Despite the disappointing late-stage results in non-small cell lung cancer, Jefferies analyst Stephen Barker contends the likelihood of FDA approval “remains high” for the experimental antibody-drug conjugate, though the regulator is now more likely to convene an advisory committee.
AstraZeneca and Daiichi Sankyo on Monday revealed detailed findings from the Phase III TROPION-Lung01 study, showing that their investigational antibody-drug conjugate datopotamab deruxtecan failed to significantly improve overall survival in certain patients with non-small cell lung cancer.

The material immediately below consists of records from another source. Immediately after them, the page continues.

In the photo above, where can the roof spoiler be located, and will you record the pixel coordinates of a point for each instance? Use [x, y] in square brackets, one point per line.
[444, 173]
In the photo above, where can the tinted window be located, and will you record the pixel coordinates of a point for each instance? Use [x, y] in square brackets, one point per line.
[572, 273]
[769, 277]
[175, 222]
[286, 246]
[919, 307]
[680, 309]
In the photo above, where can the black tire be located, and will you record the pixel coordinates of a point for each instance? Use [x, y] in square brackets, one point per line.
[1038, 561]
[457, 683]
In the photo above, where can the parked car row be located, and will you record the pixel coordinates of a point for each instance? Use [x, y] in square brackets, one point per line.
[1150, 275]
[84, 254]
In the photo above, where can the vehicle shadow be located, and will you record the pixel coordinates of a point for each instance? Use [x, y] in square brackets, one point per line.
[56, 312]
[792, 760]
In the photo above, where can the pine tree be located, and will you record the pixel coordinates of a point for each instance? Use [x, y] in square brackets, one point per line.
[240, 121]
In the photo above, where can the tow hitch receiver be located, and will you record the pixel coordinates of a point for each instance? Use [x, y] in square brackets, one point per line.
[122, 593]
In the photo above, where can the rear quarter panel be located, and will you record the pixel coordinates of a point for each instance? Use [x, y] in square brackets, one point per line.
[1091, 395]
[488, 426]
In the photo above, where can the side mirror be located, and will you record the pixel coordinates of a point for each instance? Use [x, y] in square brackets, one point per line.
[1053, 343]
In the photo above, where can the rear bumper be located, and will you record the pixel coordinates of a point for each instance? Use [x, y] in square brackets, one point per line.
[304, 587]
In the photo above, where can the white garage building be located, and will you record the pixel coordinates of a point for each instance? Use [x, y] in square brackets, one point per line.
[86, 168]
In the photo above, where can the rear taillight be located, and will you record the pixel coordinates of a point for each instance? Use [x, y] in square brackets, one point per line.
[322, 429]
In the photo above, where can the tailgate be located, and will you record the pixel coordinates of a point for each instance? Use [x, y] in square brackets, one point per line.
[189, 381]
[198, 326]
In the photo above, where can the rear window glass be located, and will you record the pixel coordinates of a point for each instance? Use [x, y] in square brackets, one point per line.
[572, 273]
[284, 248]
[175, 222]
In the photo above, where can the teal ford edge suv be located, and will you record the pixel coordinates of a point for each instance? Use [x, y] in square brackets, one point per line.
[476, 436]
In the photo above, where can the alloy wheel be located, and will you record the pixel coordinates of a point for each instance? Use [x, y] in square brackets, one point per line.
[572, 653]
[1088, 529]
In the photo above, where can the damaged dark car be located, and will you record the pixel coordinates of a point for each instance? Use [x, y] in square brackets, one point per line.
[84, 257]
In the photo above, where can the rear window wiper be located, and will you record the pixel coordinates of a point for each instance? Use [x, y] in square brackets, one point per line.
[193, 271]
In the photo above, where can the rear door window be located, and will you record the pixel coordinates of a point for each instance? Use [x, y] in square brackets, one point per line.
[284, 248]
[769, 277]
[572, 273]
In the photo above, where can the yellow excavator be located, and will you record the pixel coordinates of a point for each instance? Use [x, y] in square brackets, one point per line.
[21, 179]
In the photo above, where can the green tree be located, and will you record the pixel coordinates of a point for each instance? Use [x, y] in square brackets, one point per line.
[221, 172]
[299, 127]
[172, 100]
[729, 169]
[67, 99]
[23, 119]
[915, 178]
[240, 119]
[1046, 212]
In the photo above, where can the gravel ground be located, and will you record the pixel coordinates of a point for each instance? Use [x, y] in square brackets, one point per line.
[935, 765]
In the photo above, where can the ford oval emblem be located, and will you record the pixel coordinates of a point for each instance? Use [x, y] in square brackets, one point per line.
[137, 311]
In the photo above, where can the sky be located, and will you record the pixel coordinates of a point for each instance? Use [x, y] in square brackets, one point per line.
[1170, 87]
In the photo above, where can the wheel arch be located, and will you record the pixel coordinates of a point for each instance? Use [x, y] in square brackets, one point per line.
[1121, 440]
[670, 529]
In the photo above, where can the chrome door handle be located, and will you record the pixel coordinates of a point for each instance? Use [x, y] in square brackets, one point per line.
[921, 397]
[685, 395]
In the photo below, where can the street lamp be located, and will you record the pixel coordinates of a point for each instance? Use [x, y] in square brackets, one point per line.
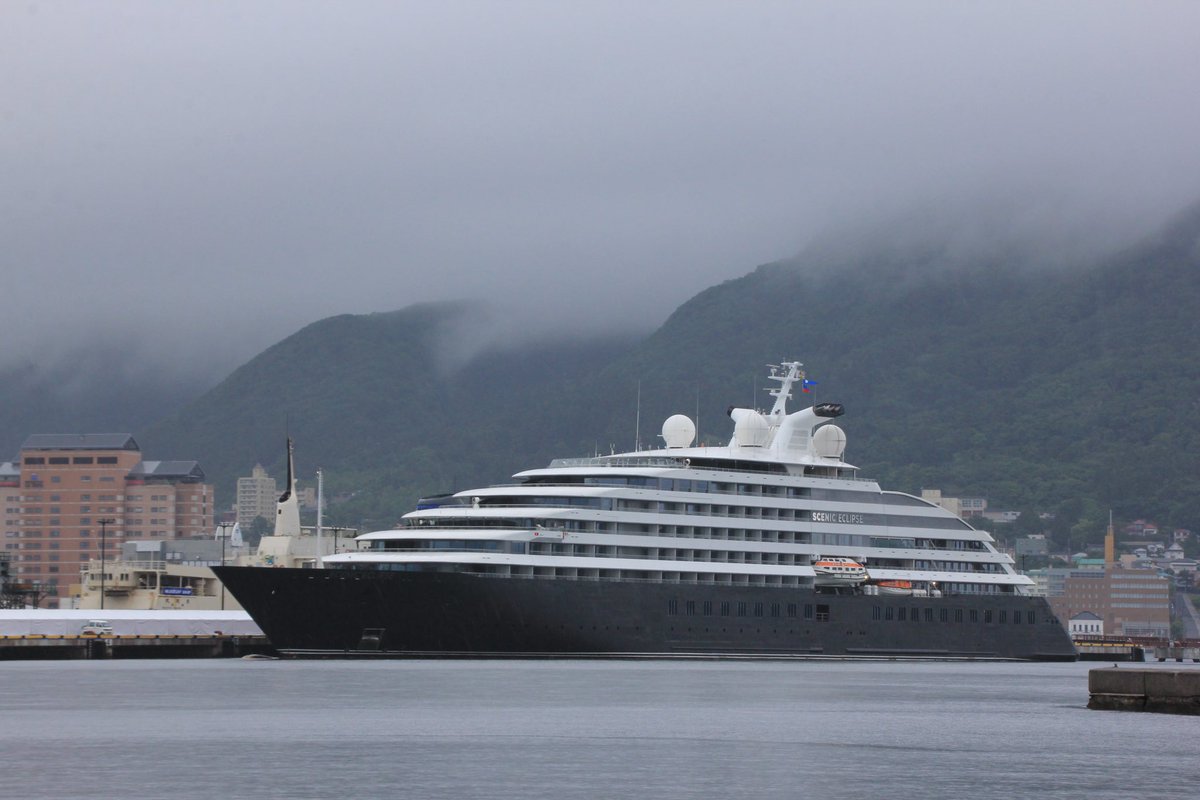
[103, 540]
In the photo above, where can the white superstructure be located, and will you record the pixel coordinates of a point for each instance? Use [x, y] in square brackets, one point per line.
[759, 511]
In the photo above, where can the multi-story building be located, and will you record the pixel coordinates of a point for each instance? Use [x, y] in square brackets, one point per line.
[961, 507]
[71, 498]
[1129, 602]
[256, 498]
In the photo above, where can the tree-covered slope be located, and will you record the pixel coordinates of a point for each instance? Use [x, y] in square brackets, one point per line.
[1049, 388]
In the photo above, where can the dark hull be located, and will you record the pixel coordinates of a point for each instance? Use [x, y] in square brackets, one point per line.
[337, 613]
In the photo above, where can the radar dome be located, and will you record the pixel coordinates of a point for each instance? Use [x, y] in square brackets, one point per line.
[829, 441]
[678, 431]
[750, 429]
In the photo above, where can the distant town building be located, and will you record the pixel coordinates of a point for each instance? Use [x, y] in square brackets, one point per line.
[69, 495]
[256, 498]
[1129, 602]
[960, 507]
[1085, 624]
[1027, 546]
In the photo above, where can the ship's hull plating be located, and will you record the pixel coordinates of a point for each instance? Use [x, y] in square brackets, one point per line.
[340, 613]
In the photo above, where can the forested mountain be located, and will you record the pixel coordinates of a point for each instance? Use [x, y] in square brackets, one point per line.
[1062, 389]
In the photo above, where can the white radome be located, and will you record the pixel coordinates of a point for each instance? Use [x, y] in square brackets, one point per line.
[678, 431]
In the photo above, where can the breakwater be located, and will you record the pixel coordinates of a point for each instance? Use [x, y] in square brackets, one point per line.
[1121, 689]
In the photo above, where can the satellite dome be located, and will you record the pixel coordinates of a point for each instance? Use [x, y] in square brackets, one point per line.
[829, 441]
[750, 428]
[678, 431]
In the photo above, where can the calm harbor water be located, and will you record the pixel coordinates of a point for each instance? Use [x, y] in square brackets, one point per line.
[577, 729]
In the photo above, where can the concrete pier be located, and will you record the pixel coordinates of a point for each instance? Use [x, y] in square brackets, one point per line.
[1122, 689]
[165, 645]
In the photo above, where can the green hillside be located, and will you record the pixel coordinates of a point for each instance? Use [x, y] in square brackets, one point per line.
[1050, 389]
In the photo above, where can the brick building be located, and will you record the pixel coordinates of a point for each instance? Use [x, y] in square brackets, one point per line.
[1129, 602]
[70, 493]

Patients on datopotamab deruxtecan (Dato-DXd) achieved mean overall survival (OS) of 12.9 months, versus 11.8 months in those treated with the chemotherapy drug docetaxel. This difference corresponded to a 6% drop in the risk of death, which was in favor of Dato-DXd but fell short of statistical significance, according to AstraZeneca.
In the subset of patients with non-squamous non-small cell lung cancer (NSCLC), Dato-DXd’s OS benefit of 16% also missed statistical significance, though this nominal improvement held up regardless of patients’ genetic mutation status.
Despite Monday’s disappointing data, Susan Galbraith, AstraZeneca’s executive vice president of oncology R&D, struck a positive note in a statement, noting that Dato-DXd still “showed a clinically meaningful trend towards improving the survival” of non-squamous NSCLC patients with advanced or metastatic disease.
“These results underscore our confidence in the important role datopotamab deruxtecan can play across segments and settings of non-small cell lung cancer,” Galbraith said.
AstraZeneca presented these findings during an oral session at the 2024 World Congress on Lung Cancer of the International Association for the Study of Lung Cancer (IASLC) and simultaneously published the data in the Journal of Clinical Oncology.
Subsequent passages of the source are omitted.